About once a year, the Presbytery Records Review Committee examines the Session minute book and the register (roll book). The minute book contains minutes of the Session meetings including decisions that keep the church operating, when members join, die, baptisms, weddings, and information for members that transfer to another church.
Recently, the review was held at the Vah Ki Presbyterian Church on the Pima Indian Reservation near the village of Bapchule of Vah Ki. They are about 20 miles south of Chandler. You take I-10 to Casa Blanca road, turn west going toward Maricopa and maybe 20 miles north of Casa Grande. In Spanish the adjective follows the noun so Casa is house and Grande is large. Blanca is white, for a white house, but I do not remember seeing a white house set aside for the road to be named Casa Blanca.
About five miles from I-10 on the south side of Casa Blanca, something caught my eye. It was an Indian cemetery. The graves are mounded up with dirt about a foot or two, high. I do not know if there is a hole dug or if the body is placed on top of the ground and covered with loose dirt. Think about it; it is easier to bring in loose dirt than to dig a hole six feet deep. The down side of the project is if a summer monsoon flood comes into the cemetery, the loose dirt “goes with the flow” and so do “them dry bones”. I heard this happened in Sacaton east of I-10. This might be spooky if one is driving home at night near the rushing water. No telling what one might see. So, I stepped on the gas to get away in case of a flash flood.
On down the road, I see an old but well kept small church with natural desert landscaping with a sign saying U.P.C.A. (United Presbyterian Church America) and pointing north to the church, which was a couple hundred yards. I pulled into the huge dirt desert parking lot. My first thought was these people get their shoes muddy when it rains, but they attend church to worship God and not their shoes. To the south of the traditional church building was an open, on three sides, tin roof shed with pews that would sear maybe 200 people. The Presbytery worship service and meeting was held there as the sanctuary would not hold the crowd that day. This open meeting place is just fine in good weather, but cold on a winter day and dusty when the wind blows as there is no grass to hold the dirt down.
There were more Indian church people helping with the meeting arrangements than the Peoria church has in worship, sometimes. They were so helpful. I asked a young lady where the water fountain was and she brought me a bottle of water. In the kitchen, there were several people, all kinds of fresh fruit, pastries and etc. What a treat they provided. Outside, people were stationed to tell you where the restroom was and etc. They probably had their own water well as there were o towns or water companies around. In other words, they were great hostesses and hosts.
Now, for the sad news. There is a problem with alcohol and drugs, especially with the youth. There is not much for the youngsters to do except I did see a basketball hoop made from a bicycle wheel with the spokes removed and the rim fastened on a pole.

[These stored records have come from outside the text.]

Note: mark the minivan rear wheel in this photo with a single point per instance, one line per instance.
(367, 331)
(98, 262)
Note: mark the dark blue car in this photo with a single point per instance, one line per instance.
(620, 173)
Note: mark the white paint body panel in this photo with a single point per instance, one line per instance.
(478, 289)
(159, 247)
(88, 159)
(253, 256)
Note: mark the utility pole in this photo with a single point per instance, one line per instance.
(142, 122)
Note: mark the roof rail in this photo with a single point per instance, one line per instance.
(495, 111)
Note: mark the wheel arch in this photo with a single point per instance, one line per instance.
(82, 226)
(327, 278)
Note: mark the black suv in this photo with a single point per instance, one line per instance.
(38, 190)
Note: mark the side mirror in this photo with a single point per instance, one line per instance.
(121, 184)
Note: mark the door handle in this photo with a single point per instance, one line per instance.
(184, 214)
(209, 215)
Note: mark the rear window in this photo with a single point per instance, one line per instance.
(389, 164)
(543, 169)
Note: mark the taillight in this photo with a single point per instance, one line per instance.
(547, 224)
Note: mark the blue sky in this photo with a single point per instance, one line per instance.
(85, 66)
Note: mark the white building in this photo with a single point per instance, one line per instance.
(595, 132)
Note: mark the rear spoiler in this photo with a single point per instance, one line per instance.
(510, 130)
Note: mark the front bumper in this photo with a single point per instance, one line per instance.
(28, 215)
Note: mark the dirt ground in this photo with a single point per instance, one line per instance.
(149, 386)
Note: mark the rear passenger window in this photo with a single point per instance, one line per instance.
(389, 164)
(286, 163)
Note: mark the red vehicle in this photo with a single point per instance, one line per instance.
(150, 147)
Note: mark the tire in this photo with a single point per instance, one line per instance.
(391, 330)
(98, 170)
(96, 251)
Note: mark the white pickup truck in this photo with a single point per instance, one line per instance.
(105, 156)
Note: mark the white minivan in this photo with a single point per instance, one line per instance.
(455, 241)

There are all dirt ball fields, but sometimes we need something else to do when night time falls.
I was told the Pima Tribe were farmers in earlier years raising grain to sell to the U.S. Army Cavalry to feed the horses. They had water for irrigation from the Gila River that originates in New Mexico. Sometime back, maybe a hundred years ago, white men dealt the Pima people a dirty deal by building Coolidge Dam several miles to the east on the Gila. This left the Gila River dry, going through the Pima Reservation. However, the white man has the water to irrigation fields in the Coolidge and Casa Grande area and the native Americans have dried up farms gone back to desert vegetation instead of fields of wheat to sell to the US Army Cavalry.
I came home with thoughts going through my mind; we worry or complain if the sanctuary is not cool enough or the lawn needs cutting while the Pima’s at Vah Ki and similar places of worship, are thankful for what they have with the dirt blowing through worship on a windy day on the reservation as they worship the same God as we do.